If i run the code with:

WorkDim = 16;

in the line 8 instead of:

WorkDim = get_global_size(0);

The code runs 400 times faster, that's the problem. Why if the value is the same?

**EDIT: ** Well, now i know why, the code is so slow and there are multiply reasons:

1.- The occupancy.

2.- All the threads do the same iterations in the first loop, the right code looks like this:

__kernel void FuncionCL(__global char* in, __global char* out, __global int* S2) { __private int op1, op2, op3; __private int C; __private uint WorkDim, C2; op1 = 1; op2 = 2; WorkDim = get_global_size(0); __private int ID; ID = get_global_id(0); for(C = ID; C < 1000000; C += WorkDim) { for(C2 = ID; C2 < 1000; C2 += WorkDim) { op3 = op1 + op2; } } out[0] = 90; out[1] = 89; *S2 = (int) WorkDim; }

Now my code runs 6.1 times faster on the GPU than CPU.

1
Does it crash instantly or after some time (like 5 to 10 seconds)? If the latter, it is the OS GPU watchdog timer resetting the GPU because the kernel is taking too long. Ideally you want your kernels to take less than 50 ms or they start affecting system responsiveness (since they are also used for UI drawing, etc.). - Dithermaster
Thanks for your answer. Yes, it crash after 5 seconds. But the question is why? It looks like get_global_size(0) return 0 and the loop never ends, but, if i use a constant value incrment instead of the value in WorkDim, the kernel returns '16' ( get_global_size(0) espected value). - El Benjo

1 Answers

0
votes

Each item there is doing 1000000*1000 = 1Gop. Just too much, takes too long to do that and the driver restarts the GPU. (I am guessing global size is 1 in your example)

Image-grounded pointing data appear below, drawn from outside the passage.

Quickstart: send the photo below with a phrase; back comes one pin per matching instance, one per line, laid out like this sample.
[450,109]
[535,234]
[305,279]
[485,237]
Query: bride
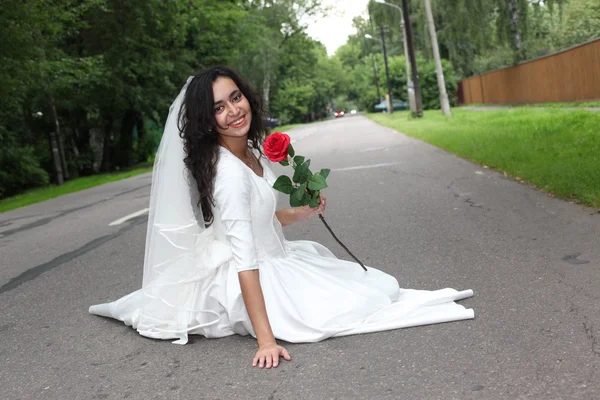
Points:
[217,262]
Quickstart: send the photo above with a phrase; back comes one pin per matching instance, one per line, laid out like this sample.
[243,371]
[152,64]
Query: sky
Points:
[333,30]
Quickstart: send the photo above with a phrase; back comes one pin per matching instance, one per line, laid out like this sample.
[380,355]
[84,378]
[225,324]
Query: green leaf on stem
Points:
[315,200]
[317,182]
[284,184]
[294,201]
[299,193]
[302,172]
[305,199]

It is a total waste of resources to run a CL kernel with so little work items, it will make the GPU do almost-serial computation and take too long.

At least 1024 global items are needed in new GPUs to fully use their resources.

EDIT: The loop is probably optimized by the compiler when it has a static value. Therefore giving an "amazing" speedup.